An interesting sidebar to the structure of the REIT industry over the last 15 years is the slow disappearance of the Diversified REIT, which might own a variety of property types. Over time, REITs have generally focused on a specific property type for a number of strategic and tactical reasons. But as rent growth slows in the larger sectors, we might begin to see REITs invest more in both direct ownership of new property types as well as whole REIT acquisitions by larger property groups.
With over 200 REITs now publicly-traded in the United States, there are many interesting combinations to consider. In each major property type there are a few very large REITs with another dozen or so mid-cap REITs, in addition to several dozen small cap owners. Strategy teams at major REITs are likely identifying smaller REITs to buy or emulate in order to boost NOI growth. We might soon witness a new wave of more diversified approaches to REIT portfolio construction to capture emerging opportunities.
Net Acquisitions Fall Back to Earth
Rising interest rates and tightening loan underwriting terms are slowing commercial real estate transaction activity. In the second half of 2016, interest rates increased approximately 1.0 percent. In addition, the Federal Reserve’s Senior Loan Officer Opinion Survey reports that throughout 2016 credit officers raised underwriting standards for commercial real estate loans, both construction and permanent. Also, the Fed survey reveals decreasing demand for commercial real estate loans as potential buyers move to the sidelines in the wake of higher rates and credit standards.
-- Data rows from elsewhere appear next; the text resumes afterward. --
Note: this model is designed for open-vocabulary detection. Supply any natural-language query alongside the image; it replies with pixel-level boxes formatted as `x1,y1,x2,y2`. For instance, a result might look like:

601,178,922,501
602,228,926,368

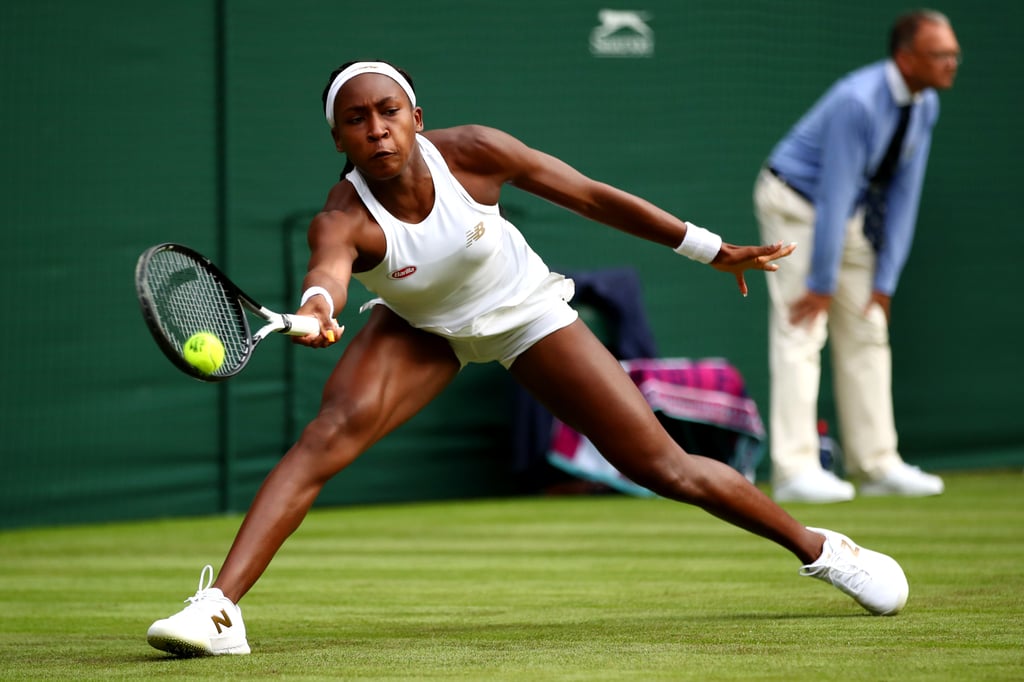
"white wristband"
299,287,334,317
674,222,722,265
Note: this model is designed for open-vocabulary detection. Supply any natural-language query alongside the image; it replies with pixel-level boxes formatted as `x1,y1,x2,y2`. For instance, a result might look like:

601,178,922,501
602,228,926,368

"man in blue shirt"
754,10,961,503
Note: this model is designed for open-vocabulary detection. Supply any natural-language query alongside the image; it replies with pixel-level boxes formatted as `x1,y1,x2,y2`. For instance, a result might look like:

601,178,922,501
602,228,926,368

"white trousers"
754,170,902,484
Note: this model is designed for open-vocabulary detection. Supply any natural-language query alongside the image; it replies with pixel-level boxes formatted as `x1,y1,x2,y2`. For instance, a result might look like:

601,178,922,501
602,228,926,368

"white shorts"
441,272,580,370
359,272,580,370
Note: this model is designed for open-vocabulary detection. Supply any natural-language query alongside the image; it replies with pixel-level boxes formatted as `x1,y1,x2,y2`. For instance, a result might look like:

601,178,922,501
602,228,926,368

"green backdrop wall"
0,0,1024,526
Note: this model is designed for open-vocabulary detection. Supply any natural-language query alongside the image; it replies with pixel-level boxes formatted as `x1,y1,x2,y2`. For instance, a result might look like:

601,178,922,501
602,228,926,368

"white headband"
324,61,416,128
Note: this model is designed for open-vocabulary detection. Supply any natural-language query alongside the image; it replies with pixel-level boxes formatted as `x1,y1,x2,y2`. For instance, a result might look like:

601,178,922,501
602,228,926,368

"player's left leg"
510,321,906,613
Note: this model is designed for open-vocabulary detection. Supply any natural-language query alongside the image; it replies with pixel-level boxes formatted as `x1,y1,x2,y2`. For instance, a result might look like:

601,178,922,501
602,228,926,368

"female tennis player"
147,61,907,655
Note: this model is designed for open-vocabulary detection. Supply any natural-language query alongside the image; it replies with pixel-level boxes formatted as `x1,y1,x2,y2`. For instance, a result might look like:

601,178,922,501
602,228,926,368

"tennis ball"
181,332,224,374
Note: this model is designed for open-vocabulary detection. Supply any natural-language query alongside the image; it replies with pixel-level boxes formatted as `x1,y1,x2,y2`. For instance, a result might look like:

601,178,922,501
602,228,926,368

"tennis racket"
135,244,319,382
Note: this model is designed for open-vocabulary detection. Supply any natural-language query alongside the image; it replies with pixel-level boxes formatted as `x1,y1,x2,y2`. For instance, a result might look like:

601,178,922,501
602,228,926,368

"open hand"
711,242,797,296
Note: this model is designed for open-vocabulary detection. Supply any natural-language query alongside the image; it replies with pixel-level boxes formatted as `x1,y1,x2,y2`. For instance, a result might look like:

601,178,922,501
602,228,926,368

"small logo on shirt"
388,265,416,280
466,222,487,249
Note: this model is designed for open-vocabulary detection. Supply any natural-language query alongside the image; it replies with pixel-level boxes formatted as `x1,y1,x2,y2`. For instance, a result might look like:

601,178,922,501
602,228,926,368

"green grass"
0,471,1024,682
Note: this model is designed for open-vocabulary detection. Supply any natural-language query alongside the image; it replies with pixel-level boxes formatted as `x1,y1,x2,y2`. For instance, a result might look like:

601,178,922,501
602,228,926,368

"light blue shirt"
768,59,939,296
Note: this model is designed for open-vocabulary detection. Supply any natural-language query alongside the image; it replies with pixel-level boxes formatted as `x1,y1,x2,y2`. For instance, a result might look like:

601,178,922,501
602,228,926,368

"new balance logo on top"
210,608,231,635
466,222,487,249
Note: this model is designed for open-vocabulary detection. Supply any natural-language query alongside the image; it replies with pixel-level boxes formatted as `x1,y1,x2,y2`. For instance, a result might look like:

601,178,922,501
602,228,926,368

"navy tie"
864,104,910,251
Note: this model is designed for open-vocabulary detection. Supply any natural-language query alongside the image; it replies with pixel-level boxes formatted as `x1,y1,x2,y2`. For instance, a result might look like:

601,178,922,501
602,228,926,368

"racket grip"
282,315,319,336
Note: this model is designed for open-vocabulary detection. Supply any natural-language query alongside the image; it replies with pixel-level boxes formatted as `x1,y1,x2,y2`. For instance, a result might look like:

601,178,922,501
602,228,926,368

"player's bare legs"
214,305,459,602
511,321,824,564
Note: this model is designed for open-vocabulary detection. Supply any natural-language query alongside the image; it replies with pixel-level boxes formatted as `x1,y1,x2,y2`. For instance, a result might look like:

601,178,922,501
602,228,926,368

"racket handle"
282,315,319,336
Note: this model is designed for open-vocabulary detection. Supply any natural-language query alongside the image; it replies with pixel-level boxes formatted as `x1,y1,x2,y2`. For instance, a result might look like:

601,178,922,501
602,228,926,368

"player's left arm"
446,127,795,295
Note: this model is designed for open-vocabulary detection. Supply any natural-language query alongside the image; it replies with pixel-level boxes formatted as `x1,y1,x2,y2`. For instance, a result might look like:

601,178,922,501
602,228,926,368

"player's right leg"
148,305,460,655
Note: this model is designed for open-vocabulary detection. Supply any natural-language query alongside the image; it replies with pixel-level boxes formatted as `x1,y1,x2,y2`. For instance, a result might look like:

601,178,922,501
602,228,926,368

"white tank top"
345,135,550,337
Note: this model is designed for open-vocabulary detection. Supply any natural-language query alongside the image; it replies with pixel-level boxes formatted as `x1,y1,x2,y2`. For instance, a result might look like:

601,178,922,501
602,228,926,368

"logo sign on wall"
590,9,654,57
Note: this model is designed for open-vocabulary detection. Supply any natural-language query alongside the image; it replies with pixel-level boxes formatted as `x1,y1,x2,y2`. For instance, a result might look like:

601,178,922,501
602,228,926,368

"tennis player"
147,61,907,655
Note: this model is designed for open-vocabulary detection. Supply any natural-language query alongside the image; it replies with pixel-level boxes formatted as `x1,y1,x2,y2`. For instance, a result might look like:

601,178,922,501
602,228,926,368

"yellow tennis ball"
181,332,224,374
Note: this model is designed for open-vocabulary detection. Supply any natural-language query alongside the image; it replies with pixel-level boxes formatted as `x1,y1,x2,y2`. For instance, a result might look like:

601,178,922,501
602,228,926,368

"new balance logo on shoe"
210,608,231,635
840,540,860,556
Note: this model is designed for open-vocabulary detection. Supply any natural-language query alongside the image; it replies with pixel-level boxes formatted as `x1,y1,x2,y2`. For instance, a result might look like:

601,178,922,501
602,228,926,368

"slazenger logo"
590,9,654,57
388,265,416,280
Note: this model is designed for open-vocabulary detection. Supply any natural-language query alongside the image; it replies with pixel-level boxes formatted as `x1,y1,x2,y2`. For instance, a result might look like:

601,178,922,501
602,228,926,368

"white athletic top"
345,135,552,338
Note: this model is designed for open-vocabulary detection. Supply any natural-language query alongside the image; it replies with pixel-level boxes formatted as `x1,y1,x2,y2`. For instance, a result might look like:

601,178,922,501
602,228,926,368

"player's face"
334,74,423,180
900,22,961,92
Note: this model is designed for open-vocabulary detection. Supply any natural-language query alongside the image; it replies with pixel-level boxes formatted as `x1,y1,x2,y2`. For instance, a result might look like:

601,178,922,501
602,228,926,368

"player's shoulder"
423,123,514,154
423,124,526,174
310,179,370,231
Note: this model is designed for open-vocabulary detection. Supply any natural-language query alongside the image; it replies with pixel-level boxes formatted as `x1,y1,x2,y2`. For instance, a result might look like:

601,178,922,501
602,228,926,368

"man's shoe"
772,467,856,504
145,566,249,656
800,526,910,615
860,462,946,498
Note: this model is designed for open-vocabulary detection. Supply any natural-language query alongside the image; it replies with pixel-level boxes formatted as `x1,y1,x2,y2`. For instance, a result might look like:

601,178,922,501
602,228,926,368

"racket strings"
145,250,252,375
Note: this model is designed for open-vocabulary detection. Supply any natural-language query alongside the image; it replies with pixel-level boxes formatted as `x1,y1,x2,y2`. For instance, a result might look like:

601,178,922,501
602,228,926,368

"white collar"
886,59,922,106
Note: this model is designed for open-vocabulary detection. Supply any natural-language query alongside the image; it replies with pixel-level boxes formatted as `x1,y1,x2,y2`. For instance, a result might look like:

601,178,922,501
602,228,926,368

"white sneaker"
800,526,910,615
772,467,856,504
145,566,249,656
860,462,946,498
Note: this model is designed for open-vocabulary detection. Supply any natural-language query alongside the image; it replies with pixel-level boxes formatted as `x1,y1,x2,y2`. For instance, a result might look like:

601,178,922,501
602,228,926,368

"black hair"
889,9,949,56
321,59,416,179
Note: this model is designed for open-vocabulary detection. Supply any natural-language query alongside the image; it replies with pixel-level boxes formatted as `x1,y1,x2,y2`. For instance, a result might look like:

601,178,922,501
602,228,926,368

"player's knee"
300,400,381,473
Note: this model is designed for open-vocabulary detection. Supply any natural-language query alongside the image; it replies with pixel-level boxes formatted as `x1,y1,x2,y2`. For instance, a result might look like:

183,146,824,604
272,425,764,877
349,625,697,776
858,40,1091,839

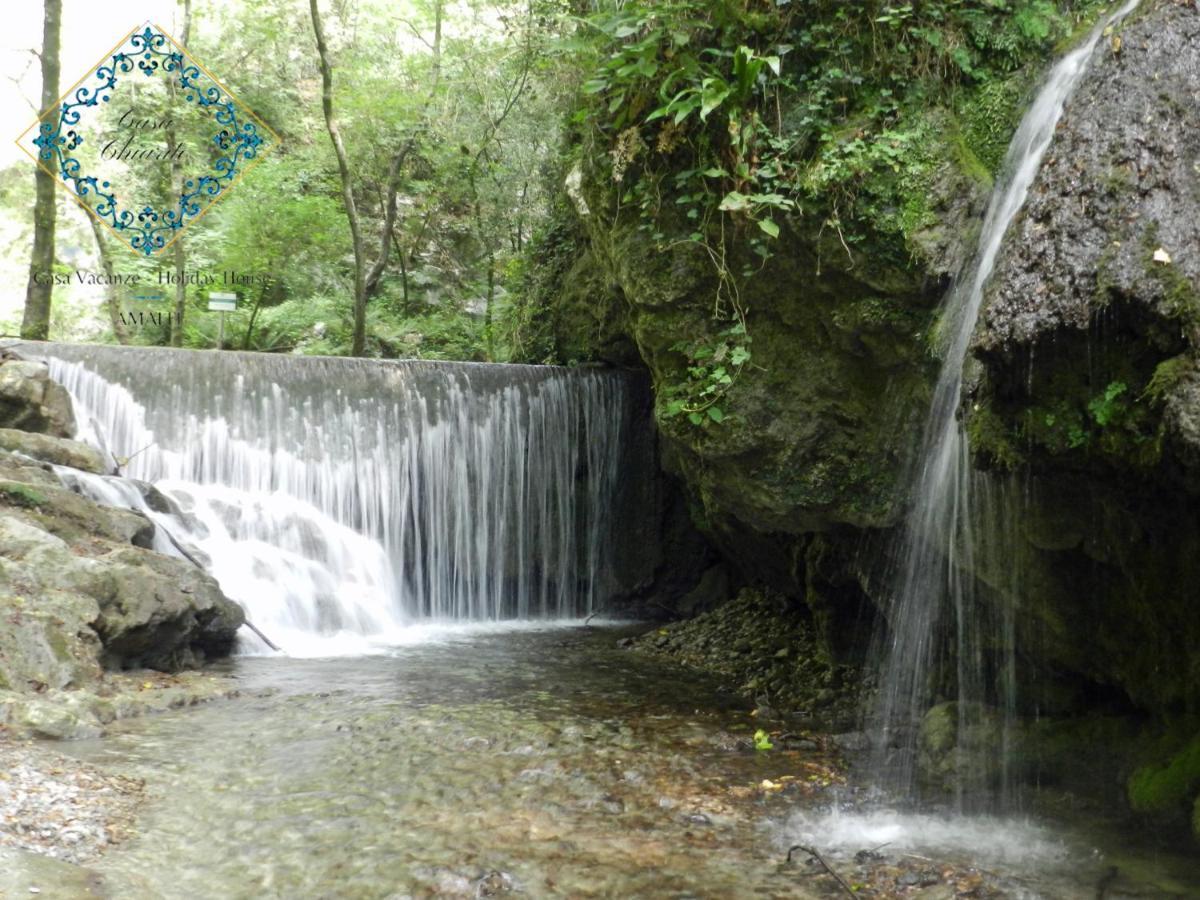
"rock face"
0,355,76,438
965,0,1200,838
967,2,1200,714
0,428,108,475
0,348,244,737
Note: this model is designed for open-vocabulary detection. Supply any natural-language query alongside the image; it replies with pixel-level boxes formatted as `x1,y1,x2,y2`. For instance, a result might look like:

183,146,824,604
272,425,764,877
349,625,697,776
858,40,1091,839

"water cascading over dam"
11,344,644,649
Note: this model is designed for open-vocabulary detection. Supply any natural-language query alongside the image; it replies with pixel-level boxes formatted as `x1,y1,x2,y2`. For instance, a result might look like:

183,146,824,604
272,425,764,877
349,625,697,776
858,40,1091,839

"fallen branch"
1096,865,1121,900
787,844,858,896
155,522,283,653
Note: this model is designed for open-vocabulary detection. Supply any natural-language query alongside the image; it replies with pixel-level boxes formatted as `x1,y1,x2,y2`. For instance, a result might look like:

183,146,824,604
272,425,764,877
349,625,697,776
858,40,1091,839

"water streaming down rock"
870,0,1138,805
9,344,638,650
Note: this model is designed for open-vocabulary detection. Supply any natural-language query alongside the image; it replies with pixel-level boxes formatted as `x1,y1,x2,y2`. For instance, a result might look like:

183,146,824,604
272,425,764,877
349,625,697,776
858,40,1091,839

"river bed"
13,626,1200,900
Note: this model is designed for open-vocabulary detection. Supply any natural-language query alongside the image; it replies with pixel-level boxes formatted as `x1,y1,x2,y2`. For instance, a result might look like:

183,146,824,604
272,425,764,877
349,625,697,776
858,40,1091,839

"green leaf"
718,191,750,212
700,78,733,121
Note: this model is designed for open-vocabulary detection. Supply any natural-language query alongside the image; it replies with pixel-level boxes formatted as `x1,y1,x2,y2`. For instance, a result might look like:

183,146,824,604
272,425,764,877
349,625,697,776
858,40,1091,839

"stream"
16,624,1200,900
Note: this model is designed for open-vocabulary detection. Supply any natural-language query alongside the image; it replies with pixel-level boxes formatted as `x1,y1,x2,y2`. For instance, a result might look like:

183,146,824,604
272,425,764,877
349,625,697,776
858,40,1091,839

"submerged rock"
0,359,244,738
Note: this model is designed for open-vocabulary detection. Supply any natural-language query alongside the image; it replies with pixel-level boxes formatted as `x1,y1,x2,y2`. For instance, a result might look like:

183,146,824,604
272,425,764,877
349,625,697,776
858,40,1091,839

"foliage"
661,322,750,427
569,0,1098,426
754,728,775,750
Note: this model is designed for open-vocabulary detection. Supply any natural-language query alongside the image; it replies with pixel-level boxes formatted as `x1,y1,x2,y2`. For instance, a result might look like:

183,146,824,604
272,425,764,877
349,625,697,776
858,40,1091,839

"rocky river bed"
0,628,1200,900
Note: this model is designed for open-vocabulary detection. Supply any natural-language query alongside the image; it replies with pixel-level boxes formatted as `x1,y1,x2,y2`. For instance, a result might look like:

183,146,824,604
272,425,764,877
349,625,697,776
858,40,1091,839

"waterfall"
11,344,637,650
871,0,1138,805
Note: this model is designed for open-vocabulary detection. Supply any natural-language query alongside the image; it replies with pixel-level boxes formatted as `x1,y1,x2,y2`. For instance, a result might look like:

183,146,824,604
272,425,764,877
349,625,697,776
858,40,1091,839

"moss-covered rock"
965,0,1200,720
636,589,859,730
1128,736,1200,816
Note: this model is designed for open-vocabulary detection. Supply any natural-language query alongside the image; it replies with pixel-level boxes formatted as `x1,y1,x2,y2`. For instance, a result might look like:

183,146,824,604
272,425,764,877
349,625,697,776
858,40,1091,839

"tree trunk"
308,0,367,356
20,0,62,341
88,216,130,343
167,0,192,347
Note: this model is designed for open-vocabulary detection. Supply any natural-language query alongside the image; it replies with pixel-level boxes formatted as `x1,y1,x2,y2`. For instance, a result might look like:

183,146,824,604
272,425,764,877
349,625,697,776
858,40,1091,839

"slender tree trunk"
308,0,367,356
167,0,192,347
484,251,496,362
20,0,62,341
88,216,130,343
241,281,266,350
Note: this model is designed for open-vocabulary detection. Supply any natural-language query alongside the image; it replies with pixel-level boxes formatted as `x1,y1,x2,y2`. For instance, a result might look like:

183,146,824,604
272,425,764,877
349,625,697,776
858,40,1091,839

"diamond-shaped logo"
17,23,280,256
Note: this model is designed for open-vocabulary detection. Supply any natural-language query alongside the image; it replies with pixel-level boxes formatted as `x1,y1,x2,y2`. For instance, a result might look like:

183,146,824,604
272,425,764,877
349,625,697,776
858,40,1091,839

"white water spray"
872,0,1138,802
24,344,637,654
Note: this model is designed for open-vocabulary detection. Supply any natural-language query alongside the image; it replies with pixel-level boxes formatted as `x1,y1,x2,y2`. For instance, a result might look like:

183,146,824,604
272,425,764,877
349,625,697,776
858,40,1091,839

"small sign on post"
209,290,238,350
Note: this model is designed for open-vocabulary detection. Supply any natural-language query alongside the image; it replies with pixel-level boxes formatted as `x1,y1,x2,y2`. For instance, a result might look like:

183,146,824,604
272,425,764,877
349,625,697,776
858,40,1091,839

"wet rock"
677,563,731,616
964,2,1200,734
475,869,517,898
830,731,871,754
0,359,76,438
0,428,106,475
917,703,1015,793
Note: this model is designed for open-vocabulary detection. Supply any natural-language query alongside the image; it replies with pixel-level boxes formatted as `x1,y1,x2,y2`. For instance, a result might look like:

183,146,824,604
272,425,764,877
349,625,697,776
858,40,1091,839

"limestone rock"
90,547,245,671
0,428,107,475
0,359,76,438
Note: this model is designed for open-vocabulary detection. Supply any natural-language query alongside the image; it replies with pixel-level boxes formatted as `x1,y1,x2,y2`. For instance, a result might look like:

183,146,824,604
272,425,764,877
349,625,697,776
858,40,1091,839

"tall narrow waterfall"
872,0,1138,799
22,344,636,657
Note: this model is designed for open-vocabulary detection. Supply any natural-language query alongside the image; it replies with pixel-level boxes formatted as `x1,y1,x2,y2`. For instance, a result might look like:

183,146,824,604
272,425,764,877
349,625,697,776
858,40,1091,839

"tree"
20,0,62,341
167,0,192,347
308,0,412,356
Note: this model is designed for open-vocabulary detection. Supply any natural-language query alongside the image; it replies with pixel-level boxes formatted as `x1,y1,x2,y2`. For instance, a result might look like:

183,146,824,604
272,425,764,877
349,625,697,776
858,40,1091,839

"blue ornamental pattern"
34,25,272,256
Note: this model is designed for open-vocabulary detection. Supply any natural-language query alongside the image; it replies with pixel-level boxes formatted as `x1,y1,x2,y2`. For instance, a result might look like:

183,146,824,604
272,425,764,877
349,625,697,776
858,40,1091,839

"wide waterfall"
9,344,637,649
871,0,1138,803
Net acquisitions by U.S. equity REITs continue to fall in a trend that began 18 months ago. In 2016, net acquisitions totaled just $11 billion, down 80 percent from 2015 when REITs added $57 billion in net acquisitions. For Q4 2016, net acquisitions were slightly positive but now down to levels not seen since 2009 when REITs were net property sellers in the wake of the Great Recession. Major property types are now net sellers, with Apartments selling $8 billion in 2016, while Office and Industrial disposed of an additional $10 billion. Health Care continues to lead property types with $7 billion in net acquisitions in 2016, but this is down over 60 percent compared to 2015’s net acquisitions of $20 billion. In 2016, net acquisitions grew for a small set of emerging property types that are witnessing strong fundamental momentum: Data Centers, Infrastructure, Self Storage and Single Family Homes all increased their net acquisitions from 2015 to 2016, though these property sectors are relatively small.
The slowdown in net acquisitions in 2016 has an approximate corollary in the transaction slowdown witnessed in 2012 and 2013. In summer 2012, interest rates touched record lows and then began to drift approximately 1.0 percent higher through the end of 2013; in the wake of this back-up in rates, transaction activity dropped approximately 30 percent. During 2012 and 2013 the Fed reported that credit standards for commercial real estate loans were easing, in contrast to the tightening trend that began in 2016. The present shrinking availability of credit on attractive terms might account for why transaction volumes have plummeted more dramatically over the last several quarters; it is also true that the real estate recovery in general has matured and now offers fewer attractive acquisitions.
It is worthwhile noting that 2014 transaction volume boomed again once interest rates began falling in the wake of additional quantitative easing plans implemented by the European Central Bank and Bank of Japan. However, 2017 begins with a stock market rally and hawkish comments by central bankers so it currently seems unlikely that commercial real estate transactions will soon get much of a tailwind from the credit markets.